Videos on social media show several tourists walking through the emergency alternative tunnel, along the 50-kilometer railway route between France and Britain, some with suitcases and dogs.

“The emergency tunnel was terrifying,” explained one of the trapped tourists, Sarah Fellows, 37, from Birmingham to the PA news agency. “It was like a disaster movie. We were walking into the abyss not knowing what was going on. We all had to stay under the sea in this big queue. There was a woman crying in the tunnel, another woman with a panic attack traveling alone,” she says.

Another passenger, who did not want to be identified, assured the news agency that “many people were afraid to be in the service tunnel, which is a somewhat strange place… We were trapped there for at least five hours”.

A spokesman for the Eurotunnel company, which manages the Le Shuttle service, pointed out that “a train broke down in the tunnel” and they were transferring passengers to a separate passenger transport service to return to the Folkestone terminal. However, he later explained to the BBC that the train had not actually broken down, but that the alarms had been triggered by what had to be investigated.
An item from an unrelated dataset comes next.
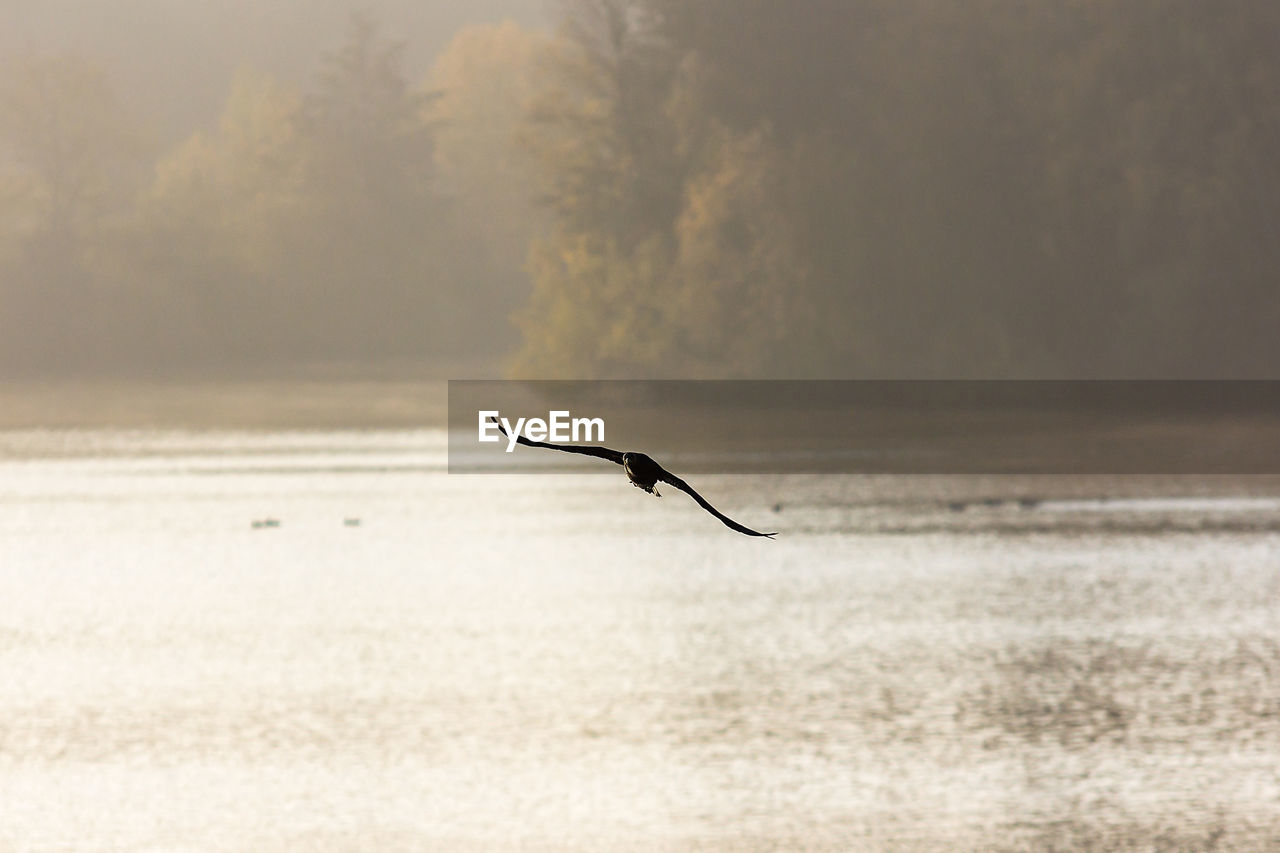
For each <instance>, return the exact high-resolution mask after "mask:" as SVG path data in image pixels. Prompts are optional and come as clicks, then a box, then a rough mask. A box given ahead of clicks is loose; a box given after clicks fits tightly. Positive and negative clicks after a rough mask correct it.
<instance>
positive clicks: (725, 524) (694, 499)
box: [489, 418, 778, 539]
The Eurotunnel is a railway tunnel that departs from northern France and links the Old Continent with the British Isles. It was inaugurated on 6 May 1994 and allows the journey Coquelles (France) and Folkestone (UK) in just 35 minutes. It is the third longest tunnel in the world and the first longest submarine section in the world.

The rear half of the Shuttle train carries cars and other small vehicles in double-decker wagons. Coaches, buses and small trucks travel in one-story wagons at the front of the train.